Con Hostiles siamo nel New Mexico del 1892. Alla citazione iniziale, che dichiara l’archetipo dell’anima dura americana, succede l’inquadratura di una casa isolata negli sconfinati spazi che si perdono a vista d’occhio. La civilization è attaccata e sterminata dalla wilderness della frontiera: un gruppo di indiani Comanchi brucia la casa ed uccide brutalmente la famiglia che vi abitava. Le scene successive allo stacco di montaggio mostrano il volto granitico di Joe Blocker. Il comandante dell’esercito ha un passato di sangue, ha affrontato diverse volte i nativi e vorrebbe ritirarsi dal suo lavoro, nonostante un’ultima missione da portare a termine. Deve, infatti, scortare fino al Montana il famoso capo Cheyenne Falco Giallo insieme ai suoi figli e ai nipoti. Alla spedizione lungo il cuore dell’America prenderà parte anche Rosalie, l’unica superstite della famiglia trucidata nell’incipit del film.
Il tessuto testuale di Hostiles compie un viaggio lungo il genere western, accumulando e condensando una notevole quantità di magma immaginario e tentando di garantire un futuro ai suoi corpi iconici. In questo atto sincero e commosso, Cooper sfrutta il concetto di viaggio (azione lungo la frontiera) come una spatola con cui incidere il volto desertico e scultoreo dei suoi personaggi. Ad essere abbattuto non è soltanto l’archetipo dell’immagine sanguinaria ed animalesca del nemico, imposta dai ragionamenti di guerra, ma anche quel muro culturale che scricchiola sotto il peso dell’emersione di sensi di colpa ancestrali. L’anima solitaria, dura, stoica ed assassina va incontro ad un arco di trasformazione che ne mostra il bright side.
«Sono stanco, Joe.

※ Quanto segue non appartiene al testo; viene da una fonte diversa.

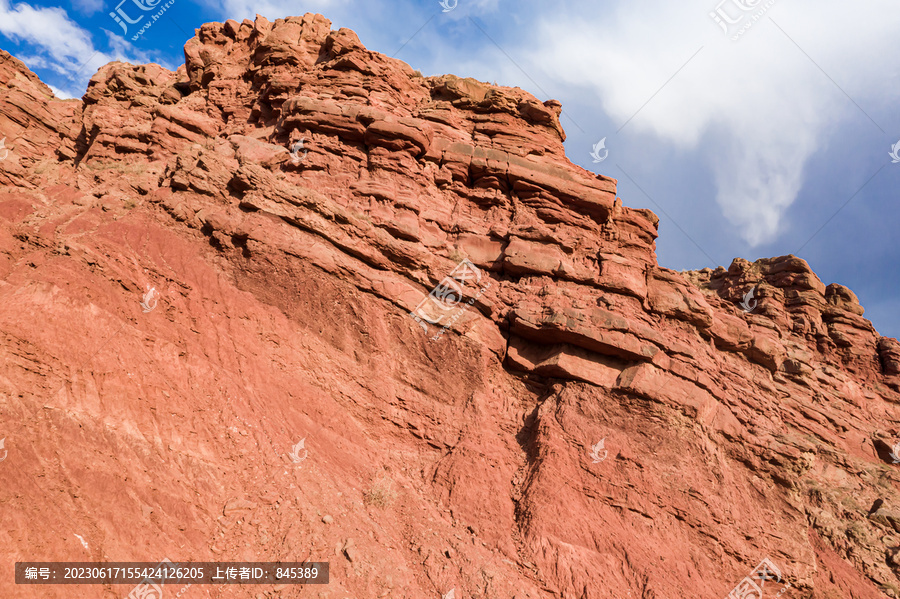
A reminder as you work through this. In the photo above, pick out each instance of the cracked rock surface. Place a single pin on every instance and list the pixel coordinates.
(284, 284)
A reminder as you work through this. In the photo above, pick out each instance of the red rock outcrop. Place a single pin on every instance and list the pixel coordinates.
(461, 458)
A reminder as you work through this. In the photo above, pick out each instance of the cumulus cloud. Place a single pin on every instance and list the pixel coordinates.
(66, 47)
(757, 108)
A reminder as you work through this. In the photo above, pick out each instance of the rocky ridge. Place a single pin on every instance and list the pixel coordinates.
(286, 282)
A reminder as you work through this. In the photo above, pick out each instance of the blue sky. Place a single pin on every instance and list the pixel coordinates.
(763, 134)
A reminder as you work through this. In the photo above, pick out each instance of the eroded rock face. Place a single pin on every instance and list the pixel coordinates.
(286, 273)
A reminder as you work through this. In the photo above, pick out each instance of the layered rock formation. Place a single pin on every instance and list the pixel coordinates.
(467, 459)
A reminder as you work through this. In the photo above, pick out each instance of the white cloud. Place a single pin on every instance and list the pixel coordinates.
(88, 7)
(61, 45)
(67, 47)
(761, 106)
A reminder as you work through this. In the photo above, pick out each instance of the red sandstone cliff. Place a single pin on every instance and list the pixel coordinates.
(285, 286)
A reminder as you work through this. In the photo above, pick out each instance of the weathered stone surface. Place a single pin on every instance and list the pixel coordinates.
(285, 289)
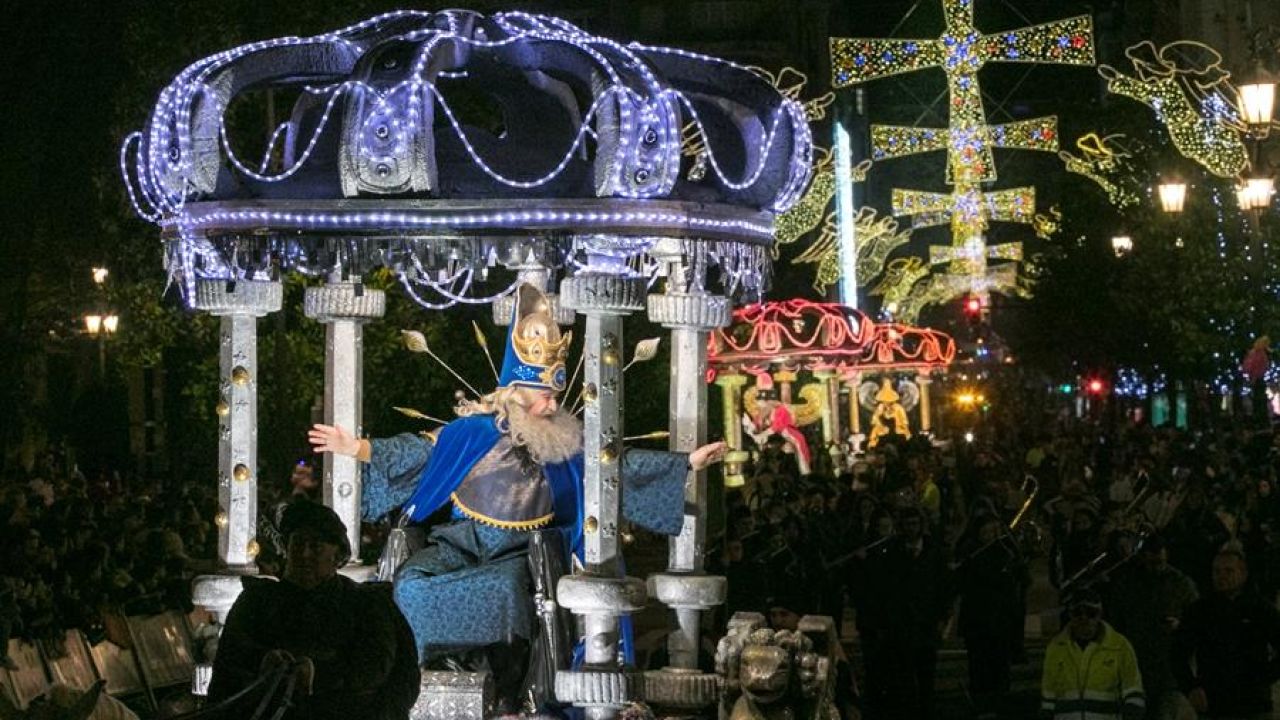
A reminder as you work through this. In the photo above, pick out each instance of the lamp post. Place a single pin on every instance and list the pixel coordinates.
(1173, 196)
(100, 327)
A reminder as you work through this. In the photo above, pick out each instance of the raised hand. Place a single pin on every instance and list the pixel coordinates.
(333, 438)
(707, 455)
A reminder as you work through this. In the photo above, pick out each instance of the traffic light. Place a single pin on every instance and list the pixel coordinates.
(973, 308)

Dicono che ho la malinconia». È un’affermazione come questa a caricare su di sé l’apertura che ossigena lo sviluppo del racconto. Tra volti ed ambienti arsi dal sole, un dialogo dal tono sommesso e distante, tra Blocker ed un suo sergente, provoca uno squarcio nel buio e restituisce due personaggi che, nell’oscurità dell’età adulta si lasciano andare alla nostalgia dei tempi passati. L’orizzonte malinconico e crepuscolare del post-western innerva il film e lo trasforma in una sfida contemplativa attenta ai chiaroscuri dell’anima, lungo un percorso che riecheggia i lontani echi fordiani fino all’attitudine estetizzante del genere propria degli ultimi decenni.
Nonostante (o, piuttosto, a causa di) quest’improvviso squarcio lirico e l’apertura alle immagini di frontiera – i campi lunghissimi a loro modo infiammano lo schermo con tutta la loro forza iconica – si avverte nel film una meccanicità narrativa di fondo che immola un’adeguata maturazione dei personaggi alla rigidità del racconto, “costretto” ad essere commovente e a generare la quadratura del proprio cerchio in tempi più brevi del necessario. La narrazione procede come un treno in corsa la cui rapidità inficia il potenziale epico del film. Un oggetto filmico del genere avrebbe meritato un trattamento differente volto a mantenersi più vicino al cuore dei suoi personaggi che alla fedeltà del suo apparato.